I don’t remember what happened after that exactly but after a few failed attempts at other projects, we finally set down in earnest to tackle the generalized activity equations for spiking neurons. We realized that instead of using integrate-and-fire neurons, which have a discontinuity, we should use the Theta neuron model with synaptic coupling. One of the side benefits of our project was that we fully worked out the correct mean field theory for this model. It involves two “fields”, one for the density of neurons at a particular phase and the other for the synaptic drive to the neurons. The resulting path integral representation also has two fields. Since our theory perturbs around mean field theory, a requirement to calculate quantities is that we must first solve the mean field equations.
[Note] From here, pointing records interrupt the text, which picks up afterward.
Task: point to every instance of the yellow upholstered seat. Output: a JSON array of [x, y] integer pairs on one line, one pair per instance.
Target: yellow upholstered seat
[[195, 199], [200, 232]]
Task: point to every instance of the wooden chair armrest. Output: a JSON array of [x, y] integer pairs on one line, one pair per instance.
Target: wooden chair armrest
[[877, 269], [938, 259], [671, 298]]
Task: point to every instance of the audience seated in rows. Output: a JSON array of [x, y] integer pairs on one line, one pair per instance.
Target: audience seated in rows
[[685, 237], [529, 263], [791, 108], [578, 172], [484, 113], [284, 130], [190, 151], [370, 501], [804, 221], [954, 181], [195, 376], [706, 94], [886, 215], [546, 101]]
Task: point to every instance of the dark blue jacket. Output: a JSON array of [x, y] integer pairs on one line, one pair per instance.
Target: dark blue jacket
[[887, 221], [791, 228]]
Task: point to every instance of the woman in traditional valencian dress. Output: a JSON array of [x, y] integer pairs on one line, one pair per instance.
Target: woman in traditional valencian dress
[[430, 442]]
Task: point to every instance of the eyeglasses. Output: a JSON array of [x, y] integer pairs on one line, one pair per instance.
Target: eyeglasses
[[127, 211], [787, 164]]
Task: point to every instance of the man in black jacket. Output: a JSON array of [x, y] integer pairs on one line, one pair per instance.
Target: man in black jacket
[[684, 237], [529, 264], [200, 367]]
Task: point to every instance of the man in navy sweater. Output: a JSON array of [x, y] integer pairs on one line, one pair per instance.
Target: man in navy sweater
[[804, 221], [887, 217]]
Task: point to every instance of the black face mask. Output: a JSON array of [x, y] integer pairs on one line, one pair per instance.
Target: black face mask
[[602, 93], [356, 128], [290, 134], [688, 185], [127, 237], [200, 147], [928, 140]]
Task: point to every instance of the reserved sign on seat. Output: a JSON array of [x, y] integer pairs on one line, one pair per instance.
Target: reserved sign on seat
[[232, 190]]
This is actually quite difficult since it consists of an integro-partial differential equation. Closed form solutions can be obtained for the asynchronous state and numerical solutions can be obtained in other regimes. Our PLoS Computational Biology paper considers the Theta model and an even simpler “phase” model. We explicitly compute the complete time-dependent second moment of the firing rate and synaptic drive including transients. The equations in the paper are not rendered perfectly unfortunately but they should be understandable. Don’t hesitate to ask me or Michael if you have any questions. This paper does not produce the 2PI for the theta model but it shows the way of how that can be achieved.